- Interactive map of Ølve
- Coordinates: 59°59′34″N 5°47′06″E﻿ / ﻿59.99289°N 5.78507°E
- Country: Norway
- Region: Western Norway
- County: Vestland
- District: Sunnhordland
- Municipality: Kvinnherad Municipality
- Elevation: 14 m (46 ft)
- Time zone: UTC+01:00 (CET)
- • Summer (DST): UTC+02:00 (CEST)
- Post Code: 5637 Ølve

= Ølve =

Village in Kvinnherad Municipality, Norway

Ølve is a village in Kvinnherad Municipality in Vestland county, Norway. The village is located along the Kvinnheradsfjorden in the western part of the municipality. It is the site of Ølve Church.
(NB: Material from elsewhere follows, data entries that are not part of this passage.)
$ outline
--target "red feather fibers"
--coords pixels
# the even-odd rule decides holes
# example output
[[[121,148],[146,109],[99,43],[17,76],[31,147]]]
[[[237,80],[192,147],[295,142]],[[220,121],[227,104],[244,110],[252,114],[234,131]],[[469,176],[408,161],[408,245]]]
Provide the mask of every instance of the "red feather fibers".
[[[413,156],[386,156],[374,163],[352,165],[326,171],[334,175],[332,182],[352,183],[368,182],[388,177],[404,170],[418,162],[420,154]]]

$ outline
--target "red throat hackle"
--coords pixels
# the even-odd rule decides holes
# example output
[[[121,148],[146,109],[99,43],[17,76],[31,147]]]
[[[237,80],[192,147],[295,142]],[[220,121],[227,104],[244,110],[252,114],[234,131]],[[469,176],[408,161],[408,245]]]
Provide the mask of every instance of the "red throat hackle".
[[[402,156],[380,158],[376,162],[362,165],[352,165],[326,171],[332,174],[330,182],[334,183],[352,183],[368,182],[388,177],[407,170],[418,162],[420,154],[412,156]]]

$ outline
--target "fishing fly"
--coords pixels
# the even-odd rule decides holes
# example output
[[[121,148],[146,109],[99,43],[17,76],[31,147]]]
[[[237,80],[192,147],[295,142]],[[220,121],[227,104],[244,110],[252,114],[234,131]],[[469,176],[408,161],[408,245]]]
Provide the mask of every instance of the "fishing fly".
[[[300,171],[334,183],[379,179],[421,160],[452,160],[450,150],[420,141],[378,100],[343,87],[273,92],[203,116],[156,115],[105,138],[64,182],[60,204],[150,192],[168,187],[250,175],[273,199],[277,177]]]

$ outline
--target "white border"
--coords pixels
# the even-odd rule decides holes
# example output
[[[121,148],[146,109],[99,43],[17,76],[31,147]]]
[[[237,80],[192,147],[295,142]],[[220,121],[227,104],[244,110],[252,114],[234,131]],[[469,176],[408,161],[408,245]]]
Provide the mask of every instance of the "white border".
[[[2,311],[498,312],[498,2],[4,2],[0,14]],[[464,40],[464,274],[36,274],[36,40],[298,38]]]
The village of Husa lies about 3 km to the northeast.

Ølve is located near the border with Bjørnafjorden Municipality, and it is across the water from Tysnes Municipality. Ølve is a farming village, but it is also industrial. Today the biggest part of the production is aimed at the food industry, especially salmon processing.

== Mining and geology ==
There have been ten copper mines and two iron mines on the Ølve Peninsula. Mining continued until 1911. The basis for the operation was the rock greenstone. Many of the mines from the more than 300-year-old industry in Norway are associated with greenstone deposits. Ølve goldworks is well known from the years 1855–87, when gold was found at Slagget in Hyttevågen in greenish chlorite shale.
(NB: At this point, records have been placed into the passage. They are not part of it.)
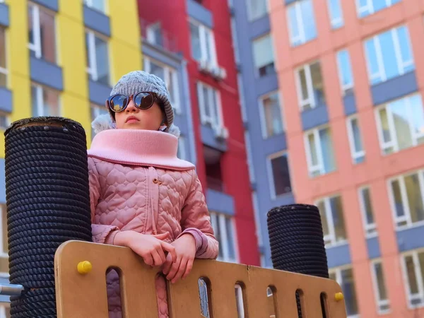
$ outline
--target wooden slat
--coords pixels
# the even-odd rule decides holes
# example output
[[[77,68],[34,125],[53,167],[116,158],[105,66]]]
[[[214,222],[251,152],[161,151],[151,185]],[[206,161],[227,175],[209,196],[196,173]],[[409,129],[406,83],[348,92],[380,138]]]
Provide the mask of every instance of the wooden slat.
[[[93,271],[78,273],[78,262],[89,261]],[[122,272],[124,317],[158,317],[155,278],[158,269],[146,266],[129,249],[69,241],[58,249],[55,274],[58,318],[107,318],[106,270],[114,266]],[[196,260],[190,275],[167,287],[171,318],[201,317],[198,281],[210,281],[211,318],[237,317],[235,285],[244,287],[245,317],[264,318],[269,314],[269,285],[275,287],[277,316],[298,318],[295,291],[303,292],[303,318],[322,318],[321,293],[328,295],[329,317],[346,318],[344,302],[334,295],[341,292],[334,281],[305,275],[211,260]],[[95,306],[94,304],[96,304]]]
Stone baking slates for making flatbread have been mined and processed at several locations in Ølve and Hatlestranda since around 1100. It is the oldest industry in the area. The slates were used around Norway in large numbers and there is also evidence of exports outside Norway.

On Hamarhaug stone carvings thousands of years old of several ships and a couple of human figures have been discovered. Unfortunately, the main ship carving was cut out and stolen some years ago.